= 2017–18 EuroCup Basketball Playoffs =

The 2017–18 EuroCup Basketball Playoffs began on 6 March and end on 13 or 16 April 2018 with the second or third leg, if necessary, of the 2018 EuroCup Finals, to decide the champions of the 2017–18 EuroCup Basketball. Eight teams compete in the playoffs.

Times up to 24 March 2018 are CET (UTC+1), thereafter (third leg semifinals and finals) times are CEST (UTC+2).

==Format==
The playoffs involves the eight teams which qualified as winners and runners-up of each of the four groups in the 2017–18 EuroCup Basketball Top 16.

Each tie in the playoffs, apart from the final, is played with a best-of-three-games format. The team that performed better in the Top 16 will play the games first and third, if necessary, at home.

==Qualified teams==

| Group | Winners (Seeded in quarterfinals) | Runners-up (Unseeded in quarterfinals) |
|---|---|---|
| E | TUR Darüşşafaka | ESP Herbalife Gran Canaria |
| F | GER Bayern Munich | RUS Zenit Saint Petersburg |
| G | RUS Lokomotiv Kuban | MNE Budućnost VOLI |
| H | ITA Grissin Bon Reggio Emilia | RUS UNICS |

===Standings===

| Pos | Grp | Team | Pld | W | L | PF | PA | PD | Seeding |
| 1 | G | Lokomotiv Kuban | 6 | 6 | 0 | 470 | 392 | +78 | Seeded in quarterfinals |
| 2 | E | Darüşşafaka | 6 | 5 | 1 | 480 | 412 | +68 |
| 3 | F | Bayern Munich | 6 | 5 | 1 | 526 | 480 | +46 |
| 4 | H | Grissin Bon Reggio Emilia | 6 | 4 | 2 | 444 | 414 | +30 |
| 5 | G | Budućnost VOLI | 6 | 4 | 2 | 451 | 420 | +31 | Unseeded in quarterfinals |
| 6 | E | Herbalife Gran Canaria | 6 | 4 | 2 | 507 | 484 | +23 |
| 7 | F | Zenit Saint Petersburg | 6 | 4 | 2 | 549 | 528 | +21 |
| 8 | H | UNICS | 6 | 4 | 2 | 447 | 437 | +10 |

==Quarterfinals==

The first legs were played on 6 March, the second legs were played on 9 March and the third legs, if necessary, were played on 14 March 2018.

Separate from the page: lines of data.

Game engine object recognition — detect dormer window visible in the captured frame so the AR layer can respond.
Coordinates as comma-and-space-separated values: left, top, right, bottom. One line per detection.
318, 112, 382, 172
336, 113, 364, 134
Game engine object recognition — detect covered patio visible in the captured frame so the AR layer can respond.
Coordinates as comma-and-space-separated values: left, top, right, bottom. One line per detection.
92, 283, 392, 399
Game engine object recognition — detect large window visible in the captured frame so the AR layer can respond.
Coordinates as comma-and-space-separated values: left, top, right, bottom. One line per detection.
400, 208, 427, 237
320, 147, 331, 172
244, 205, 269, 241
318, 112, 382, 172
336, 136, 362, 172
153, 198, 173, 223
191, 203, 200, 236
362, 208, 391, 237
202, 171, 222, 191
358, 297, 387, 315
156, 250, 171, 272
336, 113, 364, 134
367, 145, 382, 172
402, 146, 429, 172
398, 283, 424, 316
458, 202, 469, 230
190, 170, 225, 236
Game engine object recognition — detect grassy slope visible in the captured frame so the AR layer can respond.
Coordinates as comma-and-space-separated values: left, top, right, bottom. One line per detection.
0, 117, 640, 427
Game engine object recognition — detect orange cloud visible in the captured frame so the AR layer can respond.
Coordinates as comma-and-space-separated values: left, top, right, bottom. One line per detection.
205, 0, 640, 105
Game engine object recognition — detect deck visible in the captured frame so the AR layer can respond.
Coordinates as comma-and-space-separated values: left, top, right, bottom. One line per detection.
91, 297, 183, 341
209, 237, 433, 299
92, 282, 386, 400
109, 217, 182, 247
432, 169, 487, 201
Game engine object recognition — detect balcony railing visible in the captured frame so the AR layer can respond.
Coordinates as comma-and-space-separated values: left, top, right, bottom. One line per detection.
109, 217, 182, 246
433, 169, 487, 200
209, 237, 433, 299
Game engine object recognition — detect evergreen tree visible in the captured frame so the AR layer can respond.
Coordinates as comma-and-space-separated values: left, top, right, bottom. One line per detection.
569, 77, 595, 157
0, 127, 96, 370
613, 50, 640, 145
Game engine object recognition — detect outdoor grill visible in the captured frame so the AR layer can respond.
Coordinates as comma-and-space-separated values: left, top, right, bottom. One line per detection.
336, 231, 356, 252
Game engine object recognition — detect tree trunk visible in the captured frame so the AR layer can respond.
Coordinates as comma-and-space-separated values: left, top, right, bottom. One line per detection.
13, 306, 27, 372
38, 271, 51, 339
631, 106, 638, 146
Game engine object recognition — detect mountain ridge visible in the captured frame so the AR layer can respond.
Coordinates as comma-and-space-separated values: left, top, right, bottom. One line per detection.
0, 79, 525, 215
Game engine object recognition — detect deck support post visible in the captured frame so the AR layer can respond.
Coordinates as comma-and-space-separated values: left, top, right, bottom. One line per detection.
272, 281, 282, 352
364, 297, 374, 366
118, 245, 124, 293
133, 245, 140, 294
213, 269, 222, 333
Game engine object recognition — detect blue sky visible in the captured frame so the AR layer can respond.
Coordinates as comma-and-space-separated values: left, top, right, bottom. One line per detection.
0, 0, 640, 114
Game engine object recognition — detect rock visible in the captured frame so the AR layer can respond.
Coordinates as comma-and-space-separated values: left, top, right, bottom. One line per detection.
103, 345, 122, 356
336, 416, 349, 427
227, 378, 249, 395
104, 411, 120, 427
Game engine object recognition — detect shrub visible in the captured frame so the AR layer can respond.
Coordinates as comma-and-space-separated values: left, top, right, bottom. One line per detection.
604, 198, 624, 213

| Team 1 | Series | Team 2 | Game 1 | Game 2 | Game 3 |
|---|---|---|---|---|---|
| Darüşşafaka | 2–0 | Budućnost VOLI | 57–54 | 78–71 | 0 |
| Bayern Munich | 2–1 | UNICS | 83–75 | 73–80 | 91–81 |
| Lokomotiv Kuban | 2–0 | Herbalife Gran Canaria | 79–74 | 80–58 | 0 |
| Grissin Bon Reggio Emilia | 2–1 | Zenit Saint Petersburg | 75–61 | 77–91 | 105–99 |

==Semifinals==

The first legs were played on 20 March, the second legs were played on 23 March, and the third legs were scheduled for 28 March 2018.

| Team 1 | Series | Team 2 | Game 1 | Game 2 | Game 3 |
|---|---|---|---|---|---|
| Darüşşafaka | 2–0 | Bayern Munich | 76–74 | 87–83 | 0 |
| Lokomotiv Kuban | 2–0 | Grissin Bon Reggio Emilia | 82–65 | 79–69 | 0 |

==Finals==

The first leg will be played on 10 April, the second leg will be played on 13 April, and the third leg was scheduled to 16 April 2018, if necessary.